Counter-Type Analog-to-Digital Converter (ADC)

Analog-to-Digital Converters (ADC) are typically used in all modern-day systems. The main job of the ADC is to convert the analog signal to a digital binary signal. Why digital signal? The reason is that digital data is easy to process, store and transmit. With advancements in CMOS technology, it has been possible to fabricate thousands of logic circuits and gates on a 1mmx1mm chip.  Digital binary data, represented by low and high voltage levels at the hardware level, can be used for all kinds of arithmetic operations, using combinatorial circuits, and storage, using sequential circuits. The transmission of digital data lowers the chances of communication errors. This necessitates the need for several types of ADCs, each having some pros and each being a right fit for a particular application.

There are many ADCs: slope-type, counter-type, tracking-type, and flash ADCs. Here we are going to discuss the counter-type ADC.

Counter-Type ADC

The counter-type Analog-to-Digital Converter (ADC) is also known as the digital ramp ADC. It is because the output of the counter is fed to a Digital-to-Analog Converter (DAC), and while the counter increments its count, the output of the DAC increases in ramp fashion or staircase fashion. 

The counter-type ADC uses a counter for conversion from analog to digital. 

Counter-type ADC

Counter-Type ADC Operation

During the start of the conversion, the output of DAC is zero. So, whatever input voltage V_in is applied at the positive terminal of the comparator, the output of the comparator is high. Since it is high, the AND gate is enabled and it allows the clock pulse to pass. The counter then starts counting the clock pulses. The output of the counter is fed to the DAC, which computes the decimal equivalent of its binary input. Now, the output of the DAC V_DAC increases in a staircase fashion and it is continuously compared with the input V_in. As long as V_in > V_DAC, the counter keeps counting. 

The moment V_in < V_DAC, the comparator output is low, and AND gate is disabled, therefore blocking the clock pulses. Also, the control block notices this transition and puts a low signal in the clear pin of the counter, thereby resetting it. Simultaneously, the last output of the counter is latched and this is the digital binary output of the given input voltage. 

So, the basic principle of operation of the counter-type ADC is to keep counting the number of clock pulses till the input is greater than the DAC output and the moment DAC output is greater than the input, the counter is reset and the last count is latched and given as output. 
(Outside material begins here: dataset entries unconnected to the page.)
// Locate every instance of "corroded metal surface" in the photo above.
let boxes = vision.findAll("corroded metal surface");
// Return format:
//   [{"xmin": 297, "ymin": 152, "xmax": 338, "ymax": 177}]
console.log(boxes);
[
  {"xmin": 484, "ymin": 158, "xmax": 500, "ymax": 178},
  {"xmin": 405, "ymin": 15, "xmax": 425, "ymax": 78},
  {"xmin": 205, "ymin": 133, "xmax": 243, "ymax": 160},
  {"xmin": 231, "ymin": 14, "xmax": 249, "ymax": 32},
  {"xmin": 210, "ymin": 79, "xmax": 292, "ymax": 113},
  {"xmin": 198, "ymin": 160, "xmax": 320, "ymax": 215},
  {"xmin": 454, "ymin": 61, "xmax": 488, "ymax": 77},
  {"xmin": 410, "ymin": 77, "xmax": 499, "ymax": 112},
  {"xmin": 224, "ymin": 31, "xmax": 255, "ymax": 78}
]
Counter-type ADC Conversion Time

Conversion time for any ADC is defined as the time taken by it to convert a given analog input to a digital binary output. It is analogous to the propagation delay we study in digital logic gates. 

If the counter has to count from the zeroth state (that is all 0s) and counts up to N, then the conversion time is (N-1)T_c, where T_c is the time period of the clock pulse. Maximum conversion time occurs when the input voltage is equal to the full-scale output range of the DAC. The DAC gives a full-scale output when all bits are one. To reach all ones from all zeroes, the counter takes 2ⁿ-1 clock pulses, where n is the number of bits. Hence, maximum conversion time = (2ⁿ-1)T_c. 

Advantages

The counter-type ADC is simple and easy to use. It is very accurate and the precision can be increased by increasing the number of bits. While there are many complicated ADCs in the market, counter-type ADC has a fair balance of accurate output and cheap hardware costs.

Disadvantages

The major drawback of this ADC is that every time a new conversion starts, the counter is reset and it has to start counting right from all zeroes. Hence, the conversion time is significant. It cannot sustain high-frequency input, as it will not be able to convert the analog signal to digital binary in real-time. The worst case occurs when the input voltage is equal to the full-scale output range of the DAC.